Okay- no banner ads for FAKE penis enlargement.
Is this too much to ask? I mean seriously Internet God get your shit together. What is the point of Social Media if we don't got Social Justice which means above average dicks for Everybody not just the dicks who currently have them and probably hang out somewhere way cooler than this.

At 4:38 PM, May 15, 2013, Anonymous Anonymous said...

>no banner ads for FAKE penis enlargement.

Windwheel- how do you know the ads are fake?

At 4:50 PM, May 15, 2013, Blogger windwheel said...

@Anonymous- Mom is that you? I've warned you before about trolling on Friedman's site. Any to answer your question- I would have proof positive them pills were fake if you didn't keep calling in the mohel all the time. Getting circumcised everyday won't turn me Jewish or help me pass my Accountancy exam. We've been over this umpteen times. For God's sake get a life!

At 6:40 PM, May 15, 2013, Anonymous William H. Stoddard said...

I don't regard utilitarianism as consistent with libertarianism; and it seems to me that bleeding heart libertarianism, so far as it has any intellectual substance, is largely an outgrowth of the desire to reconcile the two.

Why aren't they consistent? A basic utilitarian proposition is that if a resource gives one person utility X, but gives another person utility X+x, the resource should be transferred to the second person; the second person's gain will more than compensate for the first person's loss. The typical common sense application is that a dollar in the pocket of a wealthy person has less utility than a dollar in the pocket of a desperately poor person, and so wealth should be transferred from the wealthy to the poor. But since the first person cannot be counted on to agree to this—since, in particular, the wealthy cannot be counted on to agree to give up any of their wealth that exceeds some average value—this entails that wealth must be taken from them by coercive means: that is, by offering them the alternative of having their utility reduced to an extent greater than would result from losing their wealth. This includes what libertarians would call "the initiation of force," and so utilitarianism cannot be reconciled with noninitiation of force.

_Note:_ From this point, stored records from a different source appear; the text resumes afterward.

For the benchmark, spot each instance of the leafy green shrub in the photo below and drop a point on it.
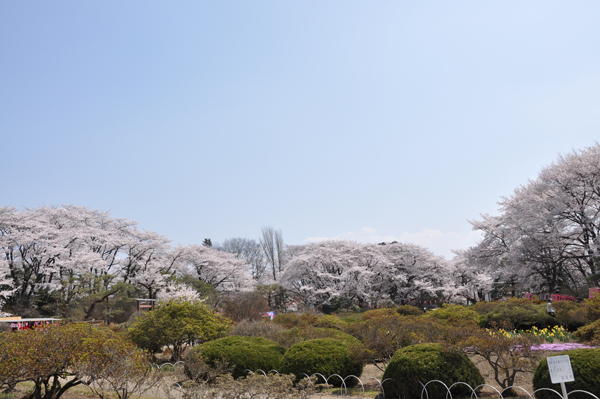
(589, 333)
(243, 353)
(352, 318)
(292, 336)
(257, 328)
(409, 310)
(289, 320)
(520, 314)
(383, 312)
(586, 370)
(248, 305)
(176, 323)
(452, 311)
(592, 307)
(339, 304)
(326, 356)
(484, 308)
(570, 315)
(426, 362)
(329, 321)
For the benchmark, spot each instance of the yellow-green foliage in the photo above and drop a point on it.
(452, 311)
(586, 371)
(382, 336)
(295, 335)
(571, 315)
(408, 310)
(330, 321)
(326, 356)
(426, 362)
(508, 355)
(520, 314)
(484, 308)
(383, 312)
(243, 353)
(176, 323)
(289, 320)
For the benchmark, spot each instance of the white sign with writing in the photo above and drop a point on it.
(560, 369)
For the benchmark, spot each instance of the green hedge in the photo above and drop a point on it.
(456, 312)
(244, 353)
(586, 370)
(518, 313)
(326, 356)
(426, 362)
(293, 336)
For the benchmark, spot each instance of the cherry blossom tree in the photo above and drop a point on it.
(547, 236)
(222, 270)
(320, 272)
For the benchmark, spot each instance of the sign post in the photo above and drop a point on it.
(560, 371)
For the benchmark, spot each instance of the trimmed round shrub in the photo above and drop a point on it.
(243, 353)
(586, 370)
(409, 310)
(452, 311)
(426, 362)
(326, 356)
(520, 314)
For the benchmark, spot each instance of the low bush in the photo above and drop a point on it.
(408, 310)
(329, 321)
(257, 328)
(292, 336)
(570, 315)
(383, 312)
(452, 311)
(592, 308)
(520, 314)
(383, 336)
(289, 320)
(326, 356)
(246, 306)
(339, 305)
(426, 362)
(589, 333)
(272, 386)
(586, 370)
(242, 353)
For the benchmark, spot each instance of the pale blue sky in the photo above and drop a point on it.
(349, 119)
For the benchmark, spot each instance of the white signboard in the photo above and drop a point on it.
(560, 369)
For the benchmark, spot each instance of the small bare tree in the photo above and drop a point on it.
(274, 249)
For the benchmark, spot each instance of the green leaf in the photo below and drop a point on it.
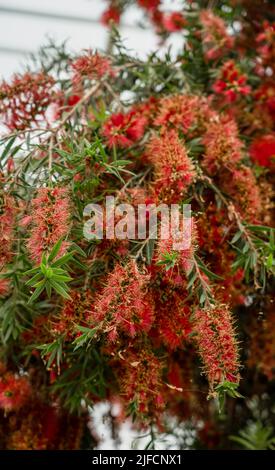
(36, 293)
(55, 250)
(59, 289)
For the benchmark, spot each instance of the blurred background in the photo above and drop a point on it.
(25, 26)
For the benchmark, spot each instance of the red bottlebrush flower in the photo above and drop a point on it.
(73, 312)
(173, 169)
(111, 15)
(149, 4)
(174, 22)
(4, 287)
(91, 66)
(7, 223)
(266, 41)
(231, 83)
(124, 130)
(24, 102)
(216, 39)
(141, 381)
(222, 146)
(50, 221)
(124, 303)
(262, 151)
(217, 344)
(14, 391)
(177, 111)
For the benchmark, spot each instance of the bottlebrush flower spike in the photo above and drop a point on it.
(216, 39)
(4, 287)
(222, 145)
(174, 22)
(173, 169)
(25, 100)
(217, 344)
(50, 221)
(111, 15)
(7, 224)
(149, 4)
(232, 84)
(14, 391)
(91, 66)
(124, 304)
(123, 130)
(262, 151)
(245, 193)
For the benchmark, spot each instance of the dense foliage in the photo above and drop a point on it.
(172, 336)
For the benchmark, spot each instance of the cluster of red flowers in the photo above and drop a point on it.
(14, 391)
(173, 169)
(215, 38)
(262, 151)
(49, 221)
(222, 145)
(124, 304)
(123, 130)
(262, 342)
(173, 328)
(24, 102)
(177, 111)
(266, 45)
(217, 344)
(173, 22)
(7, 223)
(231, 83)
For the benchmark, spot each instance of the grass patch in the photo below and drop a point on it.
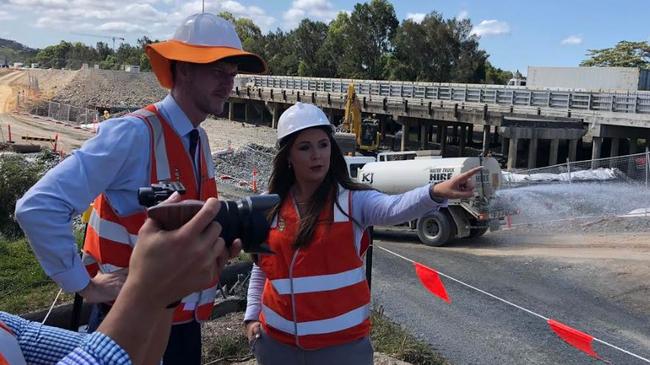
(24, 287)
(224, 339)
(391, 339)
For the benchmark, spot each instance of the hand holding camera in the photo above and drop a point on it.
(244, 219)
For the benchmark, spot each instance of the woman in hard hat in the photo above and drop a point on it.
(309, 303)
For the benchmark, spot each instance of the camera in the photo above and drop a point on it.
(245, 219)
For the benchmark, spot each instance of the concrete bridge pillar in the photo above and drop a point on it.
(275, 115)
(443, 138)
(532, 153)
(512, 153)
(633, 146)
(486, 139)
(552, 157)
(247, 108)
(632, 150)
(504, 144)
(596, 147)
(463, 139)
(596, 150)
(405, 133)
(613, 149)
(423, 136)
(573, 150)
(231, 110)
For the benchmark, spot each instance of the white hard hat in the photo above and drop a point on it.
(201, 38)
(301, 116)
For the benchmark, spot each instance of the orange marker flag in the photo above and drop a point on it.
(431, 280)
(578, 339)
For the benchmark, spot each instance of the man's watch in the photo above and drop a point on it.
(174, 305)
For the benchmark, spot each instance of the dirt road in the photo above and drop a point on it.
(69, 138)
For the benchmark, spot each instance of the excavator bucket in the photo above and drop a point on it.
(352, 117)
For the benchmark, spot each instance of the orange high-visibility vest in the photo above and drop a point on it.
(10, 352)
(110, 238)
(316, 296)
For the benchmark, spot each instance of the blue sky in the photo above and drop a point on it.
(516, 34)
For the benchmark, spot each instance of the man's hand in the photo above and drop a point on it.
(458, 187)
(253, 330)
(104, 288)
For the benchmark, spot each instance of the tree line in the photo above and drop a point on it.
(368, 43)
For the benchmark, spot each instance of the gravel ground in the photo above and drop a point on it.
(103, 88)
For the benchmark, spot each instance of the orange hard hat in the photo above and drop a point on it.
(202, 38)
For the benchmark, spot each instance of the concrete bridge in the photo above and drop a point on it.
(561, 124)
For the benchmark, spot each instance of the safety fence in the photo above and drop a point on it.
(430, 279)
(618, 102)
(633, 168)
(602, 195)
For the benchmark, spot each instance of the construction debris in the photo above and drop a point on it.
(236, 167)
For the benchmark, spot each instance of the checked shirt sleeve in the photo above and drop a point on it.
(97, 349)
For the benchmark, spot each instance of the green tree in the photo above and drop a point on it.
(368, 39)
(103, 50)
(436, 50)
(307, 40)
(278, 53)
(624, 54)
(336, 49)
(495, 75)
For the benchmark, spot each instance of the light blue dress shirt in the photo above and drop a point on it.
(115, 161)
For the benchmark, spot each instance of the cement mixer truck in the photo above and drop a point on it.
(461, 218)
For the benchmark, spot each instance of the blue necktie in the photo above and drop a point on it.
(194, 141)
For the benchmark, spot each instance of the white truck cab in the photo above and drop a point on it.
(460, 218)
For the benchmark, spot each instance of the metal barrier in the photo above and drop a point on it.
(632, 102)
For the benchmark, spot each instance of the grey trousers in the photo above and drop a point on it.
(268, 351)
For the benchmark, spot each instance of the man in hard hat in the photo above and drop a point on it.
(162, 142)
(166, 265)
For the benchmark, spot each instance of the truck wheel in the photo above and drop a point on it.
(434, 229)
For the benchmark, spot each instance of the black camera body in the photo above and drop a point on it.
(245, 219)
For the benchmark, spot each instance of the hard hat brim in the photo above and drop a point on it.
(162, 53)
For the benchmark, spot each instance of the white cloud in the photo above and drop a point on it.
(464, 14)
(492, 27)
(572, 40)
(6, 16)
(322, 10)
(157, 19)
(416, 17)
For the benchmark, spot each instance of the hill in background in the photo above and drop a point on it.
(12, 51)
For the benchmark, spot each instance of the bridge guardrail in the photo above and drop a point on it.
(634, 102)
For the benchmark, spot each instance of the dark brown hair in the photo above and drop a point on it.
(283, 178)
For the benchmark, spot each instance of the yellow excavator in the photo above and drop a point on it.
(365, 131)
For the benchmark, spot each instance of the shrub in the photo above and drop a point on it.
(17, 174)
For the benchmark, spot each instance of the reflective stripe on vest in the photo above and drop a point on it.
(110, 237)
(316, 283)
(347, 320)
(160, 148)
(311, 299)
(111, 230)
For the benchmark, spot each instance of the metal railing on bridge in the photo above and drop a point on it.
(619, 102)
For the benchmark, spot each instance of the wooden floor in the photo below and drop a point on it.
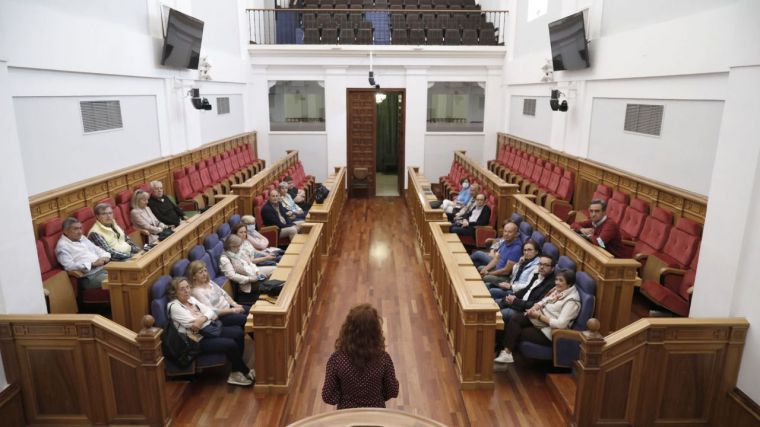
(377, 261)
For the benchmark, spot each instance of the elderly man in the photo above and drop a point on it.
(600, 230)
(273, 213)
(162, 207)
(81, 257)
(107, 234)
(500, 267)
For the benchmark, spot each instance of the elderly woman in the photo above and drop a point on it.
(143, 218)
(190, 317)
(269, 256)
(556, 310)
(236, 267)
(212, 296)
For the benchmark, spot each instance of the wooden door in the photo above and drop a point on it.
(361, 135)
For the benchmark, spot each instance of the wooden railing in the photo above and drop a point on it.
(502, 190)
(659, 372)
(61, 202)
(279, 327)
(329, 211)
(254, 186)
(588, 174)
(129, 281)
(615, 277)
(418, 198)
(79, 369)
(466, 306)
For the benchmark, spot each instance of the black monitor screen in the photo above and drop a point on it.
(568, 40)
(182, 44)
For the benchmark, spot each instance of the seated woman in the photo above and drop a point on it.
(143, 218)
(556, 310)
(269, 256)
(190, 317)
(212, 296)
(240, 271)
(521, 272)
(462, 198)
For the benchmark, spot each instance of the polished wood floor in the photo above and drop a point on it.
(377, 261)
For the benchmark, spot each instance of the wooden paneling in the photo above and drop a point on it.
(588, 174)
(61, 202)
(129, 281)
(658, 372)
(84, 370)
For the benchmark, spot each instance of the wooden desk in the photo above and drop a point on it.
(130, 281)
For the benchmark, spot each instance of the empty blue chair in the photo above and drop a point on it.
(566, 263)
(564, 350)
(550, 250)
(180, 267)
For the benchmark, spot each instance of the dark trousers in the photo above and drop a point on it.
(519, 329)
(230, 342)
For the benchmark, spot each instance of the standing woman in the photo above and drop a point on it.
(360, 373)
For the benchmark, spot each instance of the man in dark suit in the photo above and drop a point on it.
(273, 213)
(479, 216)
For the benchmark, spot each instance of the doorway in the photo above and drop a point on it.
(375, 148)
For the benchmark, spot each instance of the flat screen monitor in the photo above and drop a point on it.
(568, 40)
(182, 44)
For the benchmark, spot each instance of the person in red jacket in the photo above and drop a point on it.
(599, 229)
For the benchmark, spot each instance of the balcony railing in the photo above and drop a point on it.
(440, 25)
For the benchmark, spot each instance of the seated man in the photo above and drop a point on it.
(273, 213)
(162, 207)
(479, 216)
(500, 267)
(601, 230)
(107, 234)
(81, 257)
(295, 213)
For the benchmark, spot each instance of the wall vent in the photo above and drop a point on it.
(642, 118)
(100, 115)
(529, 107)
(223, 105)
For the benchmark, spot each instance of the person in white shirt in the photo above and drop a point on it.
(81, 257)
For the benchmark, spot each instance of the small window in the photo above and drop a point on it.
(642, 118)
(529, 107)
(223, 105)
(296, 106)
(455, 107)
(100, 115)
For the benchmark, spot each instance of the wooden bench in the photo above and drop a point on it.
(466, 307)
(279, 327)
(329, 212)
(129, 281)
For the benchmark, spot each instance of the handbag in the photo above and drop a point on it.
(176, 346)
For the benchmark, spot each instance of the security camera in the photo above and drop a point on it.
(198, 102)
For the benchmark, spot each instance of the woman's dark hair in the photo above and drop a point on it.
(568, 274)
(361, 336)
(171, 288)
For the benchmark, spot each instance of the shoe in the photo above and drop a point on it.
(237, 378)
(504, 357)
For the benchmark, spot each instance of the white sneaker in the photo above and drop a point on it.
(504, 357)
(237, 378)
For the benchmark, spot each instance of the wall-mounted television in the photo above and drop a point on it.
(569, 45)
(182, 43)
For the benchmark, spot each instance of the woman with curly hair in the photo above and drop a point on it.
(360, 372)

In utility terms, I think, the noninitiation of force, or the ban on coercive redistribution of assets, can best be described as the statement that transactions must make both participants better off. Or, more precisely, that the proper response to an offer to make you better off is to make the other person better off (possible because of gains from trade); but the proper response to an offer to make you worse off is a counteroffer to make the other person worse off unless they withdraw. Over time, this policy works to diminish the initiation of force (by making it unrewarding) and thus the total level of force (by making retaliatory use of force unnecessary). But the basic ethical intuition is that one should not diminish B's utility as a means to increasing C's utility. That's a different model of permissible and desirable transactions than the utilitarian one.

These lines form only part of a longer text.